Dentre as propostas sugeridas pelo IBDFAM, entidade de âmbito nacional que congrega advogados, juízes e desembargadores, promotores de justiça, psicólogos e psicanalistas, assistentes sociais e mediadores, e outros profissionais que atuam na área do direito de família, pontuou a de emenda à Constituição Federal, com o objetivo de unificar no divórcio todas as hipóteses de cessação de vida conjugal.

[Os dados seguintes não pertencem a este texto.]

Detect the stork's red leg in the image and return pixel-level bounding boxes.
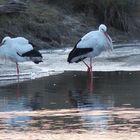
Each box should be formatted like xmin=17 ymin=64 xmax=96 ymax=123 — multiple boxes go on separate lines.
xmin=83 ymin=57 xmax=92 ymax=72
xmin=16 ymin=62 xmax=19 ymax=82
xmin=83 ymin=60 xmax=90 ymax=72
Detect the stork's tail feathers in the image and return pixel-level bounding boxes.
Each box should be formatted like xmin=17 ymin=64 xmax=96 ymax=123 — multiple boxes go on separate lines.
xmin=67 ymin=48 xmax=93 ymax=63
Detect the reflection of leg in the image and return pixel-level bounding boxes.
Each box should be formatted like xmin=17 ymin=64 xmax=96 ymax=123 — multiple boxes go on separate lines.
xmin=16 ymin=62 xmax=19 ymax=82
xmin=87 ymin=72 xmax=94 ymax=94
xmin=16 ymin=81 xmax=20 ymax=98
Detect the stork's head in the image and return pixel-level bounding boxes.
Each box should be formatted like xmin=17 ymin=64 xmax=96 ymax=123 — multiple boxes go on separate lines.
xmin=0 ymin=36 xmax=11 ymax=47
xmin=99 ymin=24 xmax=107 ymax=33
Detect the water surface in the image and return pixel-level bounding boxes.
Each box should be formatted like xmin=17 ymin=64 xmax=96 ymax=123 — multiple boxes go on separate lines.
xmin=0 ymin=71 xmax=140 ymax=130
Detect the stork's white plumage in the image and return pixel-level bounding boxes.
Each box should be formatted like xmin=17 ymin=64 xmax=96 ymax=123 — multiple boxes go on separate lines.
xmin=0 ymin=37 xmax=42 ymax=79
xmin=67 ymin=24 xmax=113 ymax=71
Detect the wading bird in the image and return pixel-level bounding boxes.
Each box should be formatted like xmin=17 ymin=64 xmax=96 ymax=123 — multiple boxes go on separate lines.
xmin=0 ymin=36 xmax=42 ymax=80
xmin=67 ymin=24 xmax=113 ymax=72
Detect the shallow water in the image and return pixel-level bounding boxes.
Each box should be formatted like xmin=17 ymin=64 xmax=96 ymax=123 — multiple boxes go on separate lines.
xmin=0 ymin=71 xmax=140 ymax=131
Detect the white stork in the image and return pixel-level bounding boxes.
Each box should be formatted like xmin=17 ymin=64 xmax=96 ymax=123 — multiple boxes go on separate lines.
xmin=67 ymin=24 xmax=113 ymax=72
xmin=0 ymin=36 xmax=42 ymax=79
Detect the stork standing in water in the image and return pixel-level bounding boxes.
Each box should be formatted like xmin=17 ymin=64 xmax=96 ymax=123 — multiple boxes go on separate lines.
xmin=0 ymin=37 xmax=42 ymax=80
xmin=67 ymin=24 xmax=113 ymax=73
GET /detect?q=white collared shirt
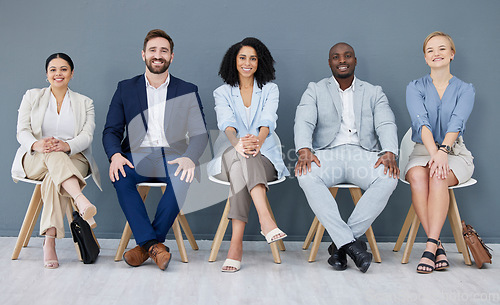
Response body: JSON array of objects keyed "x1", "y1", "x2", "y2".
[
  {"x1": 330, "y1": 77, "x2": 359, "y2": 147},
  {"x1": 42, "y1": 91, "x2": 75, "y2": 141},
  {"x1": 141, "y1": 73, "x2": 170, "y2": 147}
]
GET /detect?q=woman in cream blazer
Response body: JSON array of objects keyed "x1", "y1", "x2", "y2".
[
  {"x1": 208, "y1": 37, "x2": 289, "y2": 272},
  {"x1": 12, "y1": 53, "x2": 101, "y2": 269}
]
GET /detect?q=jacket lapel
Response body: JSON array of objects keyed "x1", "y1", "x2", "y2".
[
  {"x1": 68, "y1": 88, "x2": 81, "y2": 138},
  {"x1": 136, "y1": 74, "x2": 148, "y2": 131},
  {"x1": 163, "y1": 74, "x2": 177, "y2": 129},
  {"x1": 354, "y1": 80, "x2": 364, "y2": 132},
  {"x1": 247, "y1": 80, "x2": 262, "y2": 129},
  {"x1": 31, "y1": 86, "x2": 51, "y2": 139},
  {"x1": 231, "y1": 86, "x2": 248, "y2": 129},
  {"x1": 327, "y1": 76, "x2": 343, "y2": 119}
]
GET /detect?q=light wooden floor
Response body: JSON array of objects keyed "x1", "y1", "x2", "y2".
[{"x1": 0, "y1": 237, "x2": 500, "y2": 305}]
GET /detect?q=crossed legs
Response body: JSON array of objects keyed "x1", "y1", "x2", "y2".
[{"x1": 406, "y1": 166, "x2": 458, "y2": 272}]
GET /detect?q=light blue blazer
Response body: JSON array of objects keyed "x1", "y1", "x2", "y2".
[
  {"x1": 208, "y1": 81, "x2": 290, "y2": 179},
  {"x1": 294, "y1": 76, "x2": 398, "y2": 156}
]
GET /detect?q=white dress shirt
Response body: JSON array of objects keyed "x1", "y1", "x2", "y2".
[
  {"x1": 42, "y1": 91, "x2": 75, "y2": 141},
  {"x1": 330, "y1": 77, "x2": 359, "y2": 147},
  {"x1": 141, "y1": 73, "x2": 170, "y2": 147}
]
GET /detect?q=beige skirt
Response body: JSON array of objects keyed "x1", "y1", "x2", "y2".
[{"x1": 405, "y1": 137, "x2": 474, "y2": 184}]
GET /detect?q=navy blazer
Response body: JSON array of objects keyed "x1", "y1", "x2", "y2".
[{"x1": 102, "y1": 74, "x2": 208, "y2": 163}]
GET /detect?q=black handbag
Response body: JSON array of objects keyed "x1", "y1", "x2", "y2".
[{"x1": 70, "y1": 211, "x2": 100, "y2": 264}]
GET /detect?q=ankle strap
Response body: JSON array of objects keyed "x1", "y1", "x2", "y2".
[
  {"x1": 73, "y1": 192, "x2": 83, "y2": 202},
  {"x1": 427, "y1": 238, "x2": 439, "y2": 245}
]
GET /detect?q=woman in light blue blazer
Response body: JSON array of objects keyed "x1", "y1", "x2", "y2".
[
  {"x1": 208, "y1": 38, "x2": 289, "y2": 272},
  {"x1": 405, "y1": 32, "x2": 475, "y2": 273}
]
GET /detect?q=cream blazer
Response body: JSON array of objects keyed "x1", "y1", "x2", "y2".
[{"x1": 11, "y1": 87, "x2": 102, "y2": 190}]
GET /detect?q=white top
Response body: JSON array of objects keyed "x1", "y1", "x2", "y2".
[
  {"x1": 331, "y1": 77, "x2": 359, "y2": 147},
  {"x1": 141, "y1": 73, "x2": 170, "y2": 147},
  {"x1": 245, "y1": 106, "x2": 252, "y2": 126},
  {"x1": 42, "y1": 91, "x2": 75, "y2": 141}
]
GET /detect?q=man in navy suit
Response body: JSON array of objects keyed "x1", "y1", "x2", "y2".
[{"x1": 102, "y1": 30, "x2": 208, "y2": 270}]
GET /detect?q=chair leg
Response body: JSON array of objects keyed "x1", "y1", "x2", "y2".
[
  {"x1": 177, "y1": 211, "x2": 199, "y2": 250},
  {"x1": 172, "y1": 217, "x2": 188, "y2": 263},
  {"x1": 349, "y1": 188, "x2": 382, "y2": 263},
  {"x1": 401, "y1": 214, "x2": 420, "y2": 264},
  {"x1": 115, "y1": 221, "x2": 132, "y2": 262},
  {"x1": 302, "y1": 216, "x2": 319, "y2": 250},
  {"x1": 448, "y1": 190, "x2": 472, "y2": 266},
  {"x1": 23, "y1": 189, "x2": 43, "y2": 248},
  {"x1": 266, "y1": 196, "x2": 286, "y2": 251},
  {"x1": 392, "y1": 204, "x2": 415, "y2": 252},
  {"x1": 308, "y1": 221, "x2": 325, "y2": 263},
  {"x1": 208, "y1": 198, "x2": 230, "y2": 262},
  {"x1": 11, "y1": 184, "x2": 42, "y2": 260},
  {"x1": 66, "y1": 200, "x2": 82, "y2": 261},
  {"x1": 115, "y1": 186, "x2": 150, "y2": 262}
]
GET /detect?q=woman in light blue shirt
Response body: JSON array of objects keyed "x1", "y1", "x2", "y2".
[
  {"x1": 405, "y1": 32, "x2": 475, "y2": 273},
  {"x1": 208, "y1": 38, "x2": 289, "y2": 272}
]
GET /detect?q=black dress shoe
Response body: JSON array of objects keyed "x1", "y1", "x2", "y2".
[
  {"x1": 340, "y1": 240, "x2": 372, "y2": 273},
  {"x1": 328, "y1": 243, "x2": 347, "y2": 271}
]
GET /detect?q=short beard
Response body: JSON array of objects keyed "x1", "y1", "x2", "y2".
[{"x1": 146, "y1": 59, "x2": 170, "y2": 74}]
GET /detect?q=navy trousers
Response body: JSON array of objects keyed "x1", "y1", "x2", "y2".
[{"x1": 113, "y1": 148, "x2": 189, "y2": 246}]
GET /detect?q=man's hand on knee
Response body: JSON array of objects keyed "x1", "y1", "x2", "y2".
[
  {"x1": 109, "y1": 153, "x2": 134, "y2": 182},
  {"x1": 374, "y1": 151, "x2": 399, "y2": 179},
  {"x1": 295, "y1": 148, "x2": 321, "y2": 177}
]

A medida visa eliminar o tempo à ruptura definitiva do casamento, minimizando os naturais prejuízos psicológicos e emocionais experimentados pelas partes na obrigatória duplicidade de procedimentos judiciais, o de separação e seu revival no divórcio, para extinguir uma relação há muito desgastada.
A proposição do IBDFAM encontra exemplos no direito de outros povos.

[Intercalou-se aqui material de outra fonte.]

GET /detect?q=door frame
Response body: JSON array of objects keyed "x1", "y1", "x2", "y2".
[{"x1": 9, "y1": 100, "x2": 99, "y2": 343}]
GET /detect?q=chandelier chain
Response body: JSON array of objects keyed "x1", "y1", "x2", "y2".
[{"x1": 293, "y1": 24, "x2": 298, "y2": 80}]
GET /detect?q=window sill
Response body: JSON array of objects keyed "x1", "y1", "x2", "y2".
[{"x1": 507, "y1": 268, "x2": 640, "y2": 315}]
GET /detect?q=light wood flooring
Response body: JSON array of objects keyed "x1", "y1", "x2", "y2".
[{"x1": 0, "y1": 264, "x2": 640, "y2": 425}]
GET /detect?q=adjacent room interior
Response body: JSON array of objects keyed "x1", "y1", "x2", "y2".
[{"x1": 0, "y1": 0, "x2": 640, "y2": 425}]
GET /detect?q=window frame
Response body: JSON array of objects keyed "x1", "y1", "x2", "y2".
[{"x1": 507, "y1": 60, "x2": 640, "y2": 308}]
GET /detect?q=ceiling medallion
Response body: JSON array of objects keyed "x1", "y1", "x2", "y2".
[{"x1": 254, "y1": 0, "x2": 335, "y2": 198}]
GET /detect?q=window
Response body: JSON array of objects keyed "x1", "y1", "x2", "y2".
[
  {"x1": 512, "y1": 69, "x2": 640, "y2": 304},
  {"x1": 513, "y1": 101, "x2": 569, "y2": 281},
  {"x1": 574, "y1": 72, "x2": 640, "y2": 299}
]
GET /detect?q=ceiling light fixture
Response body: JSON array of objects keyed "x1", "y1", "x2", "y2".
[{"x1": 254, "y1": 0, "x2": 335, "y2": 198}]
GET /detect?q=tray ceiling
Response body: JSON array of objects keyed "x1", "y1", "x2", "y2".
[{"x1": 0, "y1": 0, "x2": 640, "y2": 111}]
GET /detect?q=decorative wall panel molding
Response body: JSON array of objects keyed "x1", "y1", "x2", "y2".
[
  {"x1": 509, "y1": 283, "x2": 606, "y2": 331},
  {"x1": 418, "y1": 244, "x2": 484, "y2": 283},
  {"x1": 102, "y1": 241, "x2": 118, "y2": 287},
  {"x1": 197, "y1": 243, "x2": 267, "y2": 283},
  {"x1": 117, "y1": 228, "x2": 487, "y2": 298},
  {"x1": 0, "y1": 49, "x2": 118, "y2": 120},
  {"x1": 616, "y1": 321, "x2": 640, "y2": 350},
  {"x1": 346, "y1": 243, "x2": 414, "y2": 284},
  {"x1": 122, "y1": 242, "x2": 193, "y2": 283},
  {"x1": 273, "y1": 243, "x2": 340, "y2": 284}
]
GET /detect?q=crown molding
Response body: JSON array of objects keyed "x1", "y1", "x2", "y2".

Na Espanha, a Lei 15/2005, de 8 de julho, modificou o Código Civil em matéria de casamento e sua dissolução, permitindo que os casais possam se divorciar diretamente sem ter de passar pelo período de separação, tornando mais ágil, rápido e menos traumático o processo de divórcio, um serviço express. Pela legislação precedente, o divórcio era concebido como o último recurso a que podiam acorrer os cônjuges e só quando era evidente que, depois de um dilatado tempo de separação, a reconciliação já não mais era possível. Em caso algum, porém, o casamento podia ser dissolvido por mútuo acordo dos cônjuges. A nova lei, além de eliminar a exigência obrigatória de se apontar uma causa legal e a conseqüente declaração de culpa pelo fim da união, também diminuiu de um ano para três meses o período mínimo que se deve respeitar, desde a celebração do casamento, para pedir o divórcio, evitando a perpetuação do conflito entre partes que não mais desejam seguir vinculadas. Com isso, a lei evitou um duplo procedimento à dissolução do casamento sem a necessidade de prévia separação de fato ou judicial.

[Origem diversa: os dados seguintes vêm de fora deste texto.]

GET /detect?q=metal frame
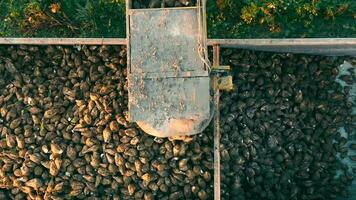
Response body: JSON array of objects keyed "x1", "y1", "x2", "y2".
[
  {"x1": 0, "y1": 38, "x2": 356, "y2": 55},
  {"x1": 0, "y1": 36, "x2": 356, "y2": 200}
]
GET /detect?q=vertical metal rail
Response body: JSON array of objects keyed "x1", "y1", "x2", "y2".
[
  {"x1": 213, "y1": 44, "x2": 221, "y2": 200},
  {"x1": 125, "y1": 0, "x2": 132, "y2": 74}
]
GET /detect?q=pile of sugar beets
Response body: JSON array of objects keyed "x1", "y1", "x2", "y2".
[{"x1": 0, "y1": 45, "x2": 356, "y2": 200}]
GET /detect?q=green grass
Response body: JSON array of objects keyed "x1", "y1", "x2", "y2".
[{"x1": 0, "y1": 0, "x2": 356, "y2": 38}]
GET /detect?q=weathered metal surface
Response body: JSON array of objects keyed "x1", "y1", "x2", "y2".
[
  {"x1": 212, "y1": 44, "x2": 221, "y2": 200},
  {"x1": 128, "y1": 74, "x2": 210, "y2": 121},
  {"x1": 128, "y1": 8, "x2": 210, "y2": 137},
  {"x1": 208, "y1": 38, "x2": 356, "y2": 56},
  {"x1": 0, "y1": 38, "x2": 356, "y2": 55},
  {"x1": 129, "y1": 8, "x2": 204, "y2": 73},
  {"x1": 0, "y1": 38, "x2": 126, "y2": 45}
]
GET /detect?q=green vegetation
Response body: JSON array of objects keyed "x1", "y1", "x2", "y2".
[{"x1": 0, "y1": 0, "x2": 356, "y2": 38}]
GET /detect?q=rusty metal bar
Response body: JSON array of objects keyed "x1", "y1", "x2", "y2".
[
  {"x1": 208, "y1": 38, "x2": 356, "y2": 56},
  {"x1": 125, "y1": 0, "x2": 132, "y2": 73},
  {"x1": 0, "y1": 37, "x2": 356, "y2": 56},
  {"x1": 213, "y1": 44, "x2": 221, "y2": 200},
  {"x1": 0, "y1": 38, "x2": 126, "y2": 45}
]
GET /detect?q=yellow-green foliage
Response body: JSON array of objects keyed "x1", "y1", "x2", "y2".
[{"x1": 0, "y1": 0, "x2": 356, "y2": 38}]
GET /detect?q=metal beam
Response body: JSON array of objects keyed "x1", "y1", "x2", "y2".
[
  {"x1": 0, "y1": 38, "x2": 356, "y2": 56},
  {"x1": 213, "y1": 44, "x2": 221, "y2": 200},
  {"x1": 208, "y1": 38, "x2": 356, "y2": 56},
  {"x1": 0, "y1": 38, "x2": 126, "y2": 45}
]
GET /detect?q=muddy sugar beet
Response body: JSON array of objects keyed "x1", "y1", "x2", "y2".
[
  {"x1": 0, "y1": 46, "x2": 213, "y2": 200},
  {"x1": 221, "y1": 49, "x2": 356, "y2": 200}
]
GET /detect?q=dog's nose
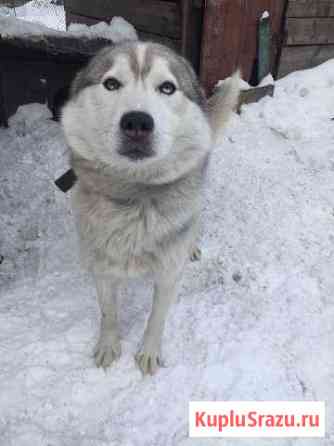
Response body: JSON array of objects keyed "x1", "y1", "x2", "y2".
[{"x1": 120, "y1": 111, "x2": 154, "y2": 140}]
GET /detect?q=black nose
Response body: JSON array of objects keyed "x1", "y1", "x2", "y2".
[{"x1": 120, "y1": 112, "x2": 154, "y2": 140}]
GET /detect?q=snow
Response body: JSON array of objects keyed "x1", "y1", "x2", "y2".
[
  {"x1": 0, "y1": 60, "x2": 334, "y2": 446},
  {"x1": 0, "y1": 17, "x2": 138, "y2": 43},
  {"x1": 0, "y1": 0, "x2": 66, "y2": 31}
]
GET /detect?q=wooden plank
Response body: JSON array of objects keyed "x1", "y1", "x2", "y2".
[
  {"x1": 278, "y1": 45, "x2": 334, "y2": 77},
  {"x1": 287, "y1": 0, "x2": 334, "y2": 18},
  {"x1": 65, "y1": 0, "x2": 181, "y2": 39},
  {"x1": 287, "y1": 18, "x2": 334, "y2": 45},
  {"x1": 200, "y1": 0, "x2": 287, "y2": 91}
]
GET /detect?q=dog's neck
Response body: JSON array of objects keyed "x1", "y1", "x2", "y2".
[{"x1": 72, "y1": 152, "x2": 208, "y2": 204}]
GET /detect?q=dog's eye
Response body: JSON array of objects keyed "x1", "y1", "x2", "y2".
[
  {"x1": 158, "y1": 81, "x2": 176, "y2": 96},
  {"x1": 103, "y1": 77, "x2": 122, "y2": 91}
]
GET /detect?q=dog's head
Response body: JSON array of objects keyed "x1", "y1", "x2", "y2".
[{"x1": 62, "y1": 42, "x2": 210, "y2": 179}]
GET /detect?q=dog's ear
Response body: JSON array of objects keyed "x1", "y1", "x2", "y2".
[{"x1": 208, "y1": 70, "x2": 241, "y2": 139}]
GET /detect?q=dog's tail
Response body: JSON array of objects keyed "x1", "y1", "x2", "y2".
[{"x1": 208, "y1": 70, "x2": 241, "y2": 140}]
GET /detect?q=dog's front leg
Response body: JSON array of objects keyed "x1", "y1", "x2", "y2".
[
  {"x1": 136, "y1": 272, "x2": 179, "y2": 375},
  {"x1": 94, "y1": 274, "x2": 121, "y2": 368}
]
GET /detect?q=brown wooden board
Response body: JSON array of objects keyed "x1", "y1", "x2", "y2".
[
  {"x1": 64, "y1": 0, "x2": 181, "y2": 39},
  {"x1": 286, "y1": 17, "x2": 334, "y2": 45},
  {"x1": 287, "y1": 0, "x2": 334, "y2": 17},
  {"x1": 200, "y1": 0, "x2": 287, "y2": 92},
  {"x1": 278, "y1": 45, "x2": 334, "y2": 77}
]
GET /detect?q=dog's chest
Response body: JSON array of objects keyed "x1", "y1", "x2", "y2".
[{"x1": 80, "y1": 190, "x2": 190, "y2": 274}]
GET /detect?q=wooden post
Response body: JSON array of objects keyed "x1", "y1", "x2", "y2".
[{"x1": 257, "y1": 11, "x2": 271, "y2": 83}]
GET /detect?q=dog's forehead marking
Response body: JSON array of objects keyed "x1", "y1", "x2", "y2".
[
  {"x1": 145, "y1": 56, "x2": 178, "y2": 84},
  {"x1": 102, "y1": 53, "x2": 135, "y2": 80}
]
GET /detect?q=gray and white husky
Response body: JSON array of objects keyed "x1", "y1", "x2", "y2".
[{"x1": 62, "y1": 41, "x2": 239, "y2": 374}]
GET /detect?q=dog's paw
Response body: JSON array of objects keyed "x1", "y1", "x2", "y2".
[
  {"x1": 190, "y1": 246, "x2": 202, "y2": 262},
  {"x1": 94, "y1": 337, "x2": 121, "y2": 369},
  {"x1": 135, "y1": 351, "x2": 163, "y2": 375}
]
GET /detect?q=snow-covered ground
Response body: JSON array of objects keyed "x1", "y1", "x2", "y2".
[
  {"x1": 0, "y1": 60, "x2": 334, "y2": 446},
  {"x1": 0, "y1": 0, "x2": 66, "y2": 31}
]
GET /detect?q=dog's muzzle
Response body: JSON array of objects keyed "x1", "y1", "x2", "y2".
[{"x1": 119, "y1": 111, "x2": 154, "y2": 160}]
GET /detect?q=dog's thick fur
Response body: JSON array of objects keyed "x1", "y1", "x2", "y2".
[{"x1": 62, "y1": 42, "x2": 238, "y2": 374}]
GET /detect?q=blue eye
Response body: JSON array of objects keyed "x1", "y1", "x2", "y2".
[
  {"x1": 158, "y1": 81, "x2": 176, "y2": 96},
  {"x1": 103, "y1": 77, "x2": 122, "y2": 91}
]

Nada obstante, subsiste a separação judicial como instituto autônomo para aqueles casais que não pretendem, de imediato, o fim do casamento. Vale dizer, coexistem a separação e o divórcio como duas opções às partes para solucionar as vicissitudes de sua vida em comum.
Em Colômbia, a Lei nº 962/2005, que contém disposições diversas sobre a racionalização de procedimentos em geral (ley antitrámite), dispõe em seu artigo 34, que "Podra convenirse ante notário, por mutuo acuerdo de los conyuges, por intermedio de abogado, mediante escritura publica, la cessación de los efectos civiles de todo matrimonio religioso y del matrimonio civil, sin perjuicio de la competencia asignada a los juices por la ley.". O regulamento da lei (Decreto 4436/2005) estabelece os requisitos e documentos necessários à petição de divórcio a ser apresentada ao notário público, a quem incumbe verificar os elementos essenciais e formas exigidos por lei e autorizar a escritura pública de divórcio do casamento civil e da cessação dos efeitos civis do casamento religioso. Tudo muito rápido e econômico. Esse sistema é similar ao previsto no Código Civil do Japão. Para divorciar-se, estando os cônjuges de acordo, basta acorrerem ao mesmo registro da celebração de seu casamento e ali solicitar a inscrição de seu divórcio, sem condicionar-se a qualquer tempo mínimo de casamento ou qualquer outra condição especial. Chama-se a esse divórcio "divórcio de Narita", nome do aeroporto de Tokio por onde saem os recém casados para a viagem de lua de mel e, ao regressarem, decepcionados, podem ali separar-se imediatamente.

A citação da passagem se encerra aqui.